Freestanding law schools with the highest student loan default rates

Student loan default rates are rising for the first time in years, and law schools are no exception. The number of freestanding law schools with student loan default rates greater than 2 percent rose to 6 in fiscal year 2014.

But the numbers still pale in comparison to college default rates, which average more than 11 percent. Colleges run the risk of losing access to federal student aid when they reach 30 percent. Law schools have always had much lower default rates. 

Massachusetts School of Law leads the list with 4.8 percent default rate. At just $21,000 a year, the nonprofit law school offers the lowest tuition in New England, and one of the lowest tuition rates for a private law school in the nation. But it is only regionally accredited, limiting the number of jurisdictions where graduates can practice law.

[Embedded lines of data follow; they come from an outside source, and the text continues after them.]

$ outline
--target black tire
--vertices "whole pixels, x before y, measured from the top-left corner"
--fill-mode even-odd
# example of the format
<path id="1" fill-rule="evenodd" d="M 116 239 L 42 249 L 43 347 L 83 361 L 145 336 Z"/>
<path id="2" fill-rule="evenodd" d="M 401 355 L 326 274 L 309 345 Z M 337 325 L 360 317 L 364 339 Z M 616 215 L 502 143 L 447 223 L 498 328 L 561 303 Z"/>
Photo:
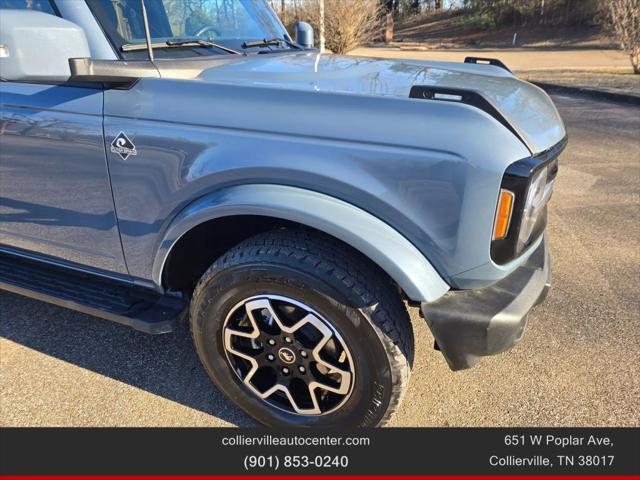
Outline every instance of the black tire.
<path id="1" fill-rule="evenodd" d="M 255 395 L 231 368 L 223 340 L 225 319 L 238 302 L 265 294 L 313 307 L 346 343 L 355 381 L 336 410 L 299 415 L 277 408 Z M 265 425 L 382 425 L 397 410 L 409 381 L 413 331 L 397 288 L 359 252 L 315 231 L 270 231 L 232 248 L 200 279 L 190 313 L 195 347 L 211 379 Z"/>

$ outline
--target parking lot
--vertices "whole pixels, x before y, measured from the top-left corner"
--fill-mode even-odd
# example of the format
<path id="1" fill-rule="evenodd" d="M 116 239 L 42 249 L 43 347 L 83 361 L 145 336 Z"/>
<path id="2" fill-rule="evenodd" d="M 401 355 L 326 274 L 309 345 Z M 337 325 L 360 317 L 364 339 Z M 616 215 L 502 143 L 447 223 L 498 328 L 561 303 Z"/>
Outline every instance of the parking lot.
<path id="1" fill-rule="evenodd" d="M 550 208 L 549 298 L 516 348 L 457 373 L 414 312 L 394 426 L 640 424 L 640 108 L 554 100 L 569 147 Z M 253 424 L 209 382 L 186 325 L 146 336 L 0 292 L 0 337 L 3 426 Z"/>

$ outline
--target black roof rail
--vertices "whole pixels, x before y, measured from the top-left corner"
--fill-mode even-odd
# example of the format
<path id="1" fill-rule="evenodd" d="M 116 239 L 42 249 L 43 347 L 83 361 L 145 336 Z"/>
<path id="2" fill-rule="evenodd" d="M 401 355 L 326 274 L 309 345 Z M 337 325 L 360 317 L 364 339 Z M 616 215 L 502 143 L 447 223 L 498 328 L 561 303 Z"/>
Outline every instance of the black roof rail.
<path id="1" fill-rule="evenodd" d="M 476 63 L 476 64 L 486 64 L 493 65 L 495 67 L 504 68 L 507 72 L 512 73 L 504 63 L 502 63 L 497 58 L 484 58 L 484 57 L 466 57 L 464 59 L 464 63 Z"/>

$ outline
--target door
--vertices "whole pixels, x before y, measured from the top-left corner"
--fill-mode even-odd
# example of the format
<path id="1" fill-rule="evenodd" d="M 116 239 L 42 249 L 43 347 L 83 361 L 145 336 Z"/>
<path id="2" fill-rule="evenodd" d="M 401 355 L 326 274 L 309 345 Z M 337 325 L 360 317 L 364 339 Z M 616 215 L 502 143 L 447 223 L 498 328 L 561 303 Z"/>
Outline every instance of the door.
<path id="1" fill-rule="evenodd" d="M 126 273 L 103 91 L 0 82 L 0 245 Z"/>

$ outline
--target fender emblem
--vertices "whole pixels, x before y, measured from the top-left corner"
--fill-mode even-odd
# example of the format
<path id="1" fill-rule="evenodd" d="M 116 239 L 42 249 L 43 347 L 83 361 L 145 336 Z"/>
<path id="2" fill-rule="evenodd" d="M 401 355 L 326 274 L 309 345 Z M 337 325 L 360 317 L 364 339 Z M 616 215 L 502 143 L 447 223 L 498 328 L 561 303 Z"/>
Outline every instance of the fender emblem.
<path id="1" fill-rule="evenodd" d="M 129 137 L 124 132 L 120 132 L 111 142 L 111 151 L 120 155 L 120 158 L 126 160 L 130 155 L 137 155 L 138 151 Z"/>

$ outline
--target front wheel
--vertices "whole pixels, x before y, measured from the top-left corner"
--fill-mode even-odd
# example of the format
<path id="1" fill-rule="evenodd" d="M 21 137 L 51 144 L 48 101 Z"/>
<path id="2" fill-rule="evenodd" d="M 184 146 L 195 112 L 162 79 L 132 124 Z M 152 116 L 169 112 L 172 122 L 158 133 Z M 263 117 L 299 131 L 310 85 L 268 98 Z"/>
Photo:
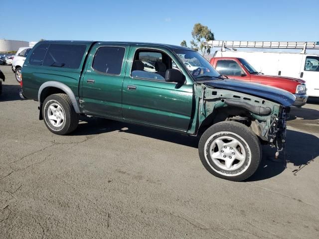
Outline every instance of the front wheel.
<path id="1" fill-rule="evenodd" d="M 21 67 L 15 68 L 15 79 L 19 83 L 21 82 Z"/>
<path id="2" fill-rule="evenodd" d="M 243 181 L 252 175 L 261 161 L 258 137 L 247 126 L 223 121 L 208 128 L 198 144 L 200 160 L 214 176 L 231 181 Z"/>
<path id="3" fill-rule="evenodd" d="M 63 135 L 74 131 L 79 123 L 76 114 L 67 95 L 55 94 L 43 102 L 42 116 L 45 125 L 52 132 Z"/>

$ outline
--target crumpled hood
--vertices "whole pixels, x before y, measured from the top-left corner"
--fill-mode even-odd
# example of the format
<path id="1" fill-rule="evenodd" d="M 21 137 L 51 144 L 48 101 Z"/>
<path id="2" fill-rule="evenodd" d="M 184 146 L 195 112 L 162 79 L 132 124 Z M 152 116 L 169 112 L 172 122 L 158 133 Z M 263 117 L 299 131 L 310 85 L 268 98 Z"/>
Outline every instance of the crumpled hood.
<path id="1" fill-rule="evenodd" d="M 296 100 L 294 95 L 284 90 L 233 79 L 214 80 L 204 82 L 203 84 L 215 88 L 230 90 L 266 99 L 285 107 L 291 106 Z"/>

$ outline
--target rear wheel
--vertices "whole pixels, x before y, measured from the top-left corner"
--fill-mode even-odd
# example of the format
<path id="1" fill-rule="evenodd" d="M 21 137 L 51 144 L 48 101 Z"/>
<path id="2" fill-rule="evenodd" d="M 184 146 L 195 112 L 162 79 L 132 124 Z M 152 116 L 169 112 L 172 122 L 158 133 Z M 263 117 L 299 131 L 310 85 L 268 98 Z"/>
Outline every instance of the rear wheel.
<path id="1" fill-rule="evenodd" d="M 203 165 L 209 172 L 231 181 L 249 178 L 261 161 L 258 137 L 238 122 L 220 122 L 208 128 L 200 138 L 198 151 Z"/>
<path id="2" fill-rule="evenodd" d="M 15 79 L 20 83 L 21 82 L 21 67 L 15 68 Z"/>
<path id="3" fill-rule="evenodd" d="M 47 97 L 43 102 L 42 116 L 46 127 L 56 134 L 70 133 L 79 123 L 79 115 L 74 111 L 71 100 L 65 94 Z"/>

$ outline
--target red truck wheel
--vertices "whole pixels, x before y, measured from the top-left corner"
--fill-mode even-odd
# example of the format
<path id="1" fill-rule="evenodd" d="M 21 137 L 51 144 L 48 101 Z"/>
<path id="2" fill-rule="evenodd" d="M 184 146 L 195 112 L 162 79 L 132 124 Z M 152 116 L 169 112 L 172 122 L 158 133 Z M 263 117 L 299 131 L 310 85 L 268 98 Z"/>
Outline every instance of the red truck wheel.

Thomas Jefferson School of Law is second on the list at 3.8 percent. It is followed by Appalachian School of Law at 2.9 percent. Other schools with default rates over 2 percent include Mitchell Hamline School of Law, San Joaquin College of Law, a California-accredited school, Thomas M. Cooley School of Law and Atlanta's John Marshall Law School. 

The percentage of new federal student loan borrowers defaulting rose for the first time in four years, despite the availability of income-driven repayment plans. More than one in 10 outstanding student loan dollars is in default, adding up to roughly $140 billion.

The data comes at a critical time when the recruitment practices of for-profit law schools are being called into question. Graduates of for-profit colleges, for example, account for 33 percent of student loan borrower defaults, but only make up 9 percent of all students enrolled. 

But none of the for-profit law schools ranked it the top ten for law school default rates.

Until recently, former students and graduates of for-profit schools, like those that attended the now-closed Charlotte School of Law, may have been able to rely on the Borrower Defense to Repayment — a law that discharges the debt of students whose institutions used fraudulent and deceptive tactics to get them to borrow money for their education.

The Obama administration overhauled the law and streamlined the claims process. Education Secretary Betsy DeVos suspended those changes and said she would convene a committee to reconsider the matter, creating uncertainty for graduates and former students seeking debt relief. 

During a recent speech at the Mackinac Republican Leadership Conference, DeVos defended her decision to freeze the borrowers defense to repayment.  

“While students should have protections from predatory practices, schools and taxpayers should also be treated fairly as well,” she said. “Under the previous rules, all one had to do was raise his or her hands to be entitled to so-called free money.”

A coalition of 19 attorneys general sent a letter to DeVos demanding that the Department of Education halt its systematic rolling back of protections for student loan borrowers. 

 “With a rising number of students burdened by college loan debt or in default, this is exactly the wrong time for the Department of Education to abandon its responsibility to protect students from deceptive practices by for-profit schools and federal loan servicers,” Pennsylvania Attorney General Josh Shapiro said in a press release. “If Secretary DeVos won’t protect students from these kinds of scams, we will.”   

According to the attorney generals’ letter, the market for federal student loan servicers is bigger than any other consumer finance market except mortgages. And student loan borrowers, who are unable to discharge their student loans through bankruptcy, are among the most vulnerable borrowers. 

Defaulting on federal student loans can have severe consequences, according to TICAS. Borrowers in default may have difficulty buying a car, renting an apartment and qualifying for a home mortgage. Defaulted borrowers may also face garnished wages, seized income tax returns and diminished social security checks.

The U.S. Department of Labor data for the fiscal year 2014 was recorded between Oct. 1, 2013 and Sept. 30, 2016. More than five million borrowers entered into loan repayment during that time, and 11.5 percent of those borrowers defaulted on their loans. 

Update:  Student loan default rates for law schools affiliated with undergraduate colleges or universities are included with their parent schools’ rates. This article was edited to specify the default rates for freestanding law schools only.